Le prix à payer pour destituer Kadhafi devait-il être celui-là ? Pour qu’un seul être humain vive, nous sommes prêts à tout. Mais pour qu’un seul homme meure, devons-nous être prêts à tout — et surtout au pire ?
L’heure est décisive. Le moment est venu pour l’Association européenne et internationale des savants de dire clairement sa position sur le pilonnage de l’OTAN, et sur le fait de mener une révolution, aussi légitime soit-elle, en livrant un pays — quel qu’il soit — à l’impérialisme, à la barbarie, aux chiens et aux rats…
Et enfin : quelle analyse, quels moyens logistiques sérieux ou du moins stratégiques, proposent-ils pour légitimer la libération de la Syrie du joug de l’oppression — sans que cela ne devienne une caution à l’intervention de l’OTAN, à un saccage, à une mise à feu et à sang ?
L’indignation universelle ou rien
Et puis il y a ceux que l’époque laisse sans refuge : les écorchés vifs, les indignés lucides, ou ceux condamnés à cette parodie de liberté qu’est l’individualisme sans responsabilité. Car que vaut le droit d’être heureux s’il s’exerce au mépris du devoir de justice ? À quoi bon revendiquer la liberté, si l’on accepte qu’elle se construise sur les ruines d’autrui ?
Pourquoi réclamer d’être aimés, alors même que nous nous dérobons à l’exigence d’une éthique universelle de la relation humaine — une éthique qui suppose de ne pas détourner les yeux, de ne pas consentir par indifférence, de ne pas jouir en silence des privilèges nés de l’oppression ?
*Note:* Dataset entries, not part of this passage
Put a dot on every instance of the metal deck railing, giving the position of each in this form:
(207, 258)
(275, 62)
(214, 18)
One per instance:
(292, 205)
Honte à nous si nous ne dénonçons pas, avec rigueur et constance, la complicité active ou passive des États membres de l’OTAN, leurs classes dirigeantes et les parlementaires qui ont soutenu, financé et légitimé cette entreprise de déstabilisation meurtrière.
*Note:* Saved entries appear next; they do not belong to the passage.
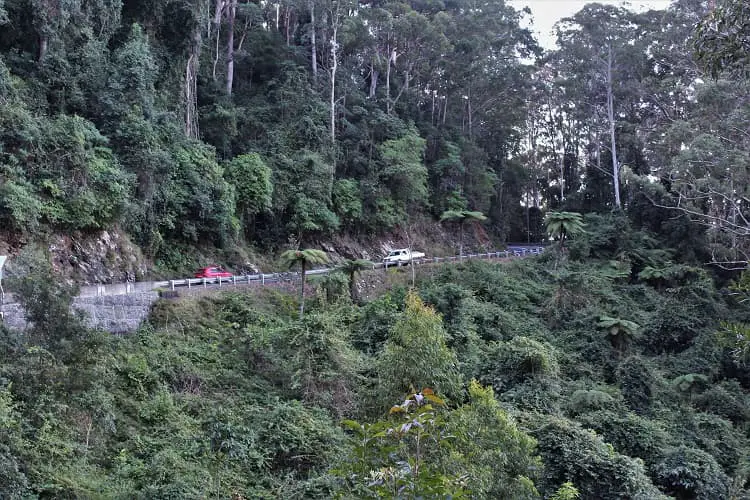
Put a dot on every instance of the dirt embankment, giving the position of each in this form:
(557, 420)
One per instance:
(111, 257)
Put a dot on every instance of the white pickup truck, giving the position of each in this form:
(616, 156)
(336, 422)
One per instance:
(402, 256)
Le jour où nos voix pourront peser dans l’urne, notre abdication serait de ne pas nous en servir. Car viendra le temps du regard – celui de l’enfant qu’aucune démocratie n’a protégé, dont les pleurs ont été étouffés par des bombes autorisées à distance. Ce regard, un jour, nous fixera. Et ce ne seront pas nos discours qui témoigneront pour nous, mais son silence, et son corps, livré à l’oubli.
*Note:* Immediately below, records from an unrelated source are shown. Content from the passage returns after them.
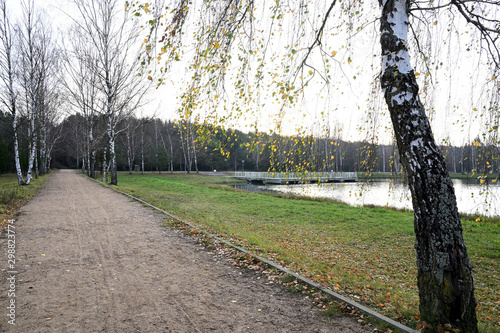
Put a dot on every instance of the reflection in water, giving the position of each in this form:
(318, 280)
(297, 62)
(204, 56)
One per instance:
(471, 198)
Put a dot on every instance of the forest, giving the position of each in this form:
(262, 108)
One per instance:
(153, 144)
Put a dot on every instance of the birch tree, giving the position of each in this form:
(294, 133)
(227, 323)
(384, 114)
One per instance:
(242, 37)
(107, 28)
(30, 60)
(79, 78)
(9, 94)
Et à celles et ceux qui se demandent qui je suis, je dis :
Mon martyr est palestinien.
Mon sang est irakien.
Ma révolte est tunisienne.
Mes larmes sont tchétchènes.
Mes invocations sont afghanes.
Mes blessures sont syriennes.
Ma voix est arabe. Ma détresse est libyenne.
Mon cœur est humain.
Mon indignation est universelle.
En dehors de cela, je ne suis personne. Non pour m’effacer, mais parce qu’aucune identité ne saurait contenir ce qui relève de l’indignation humaine.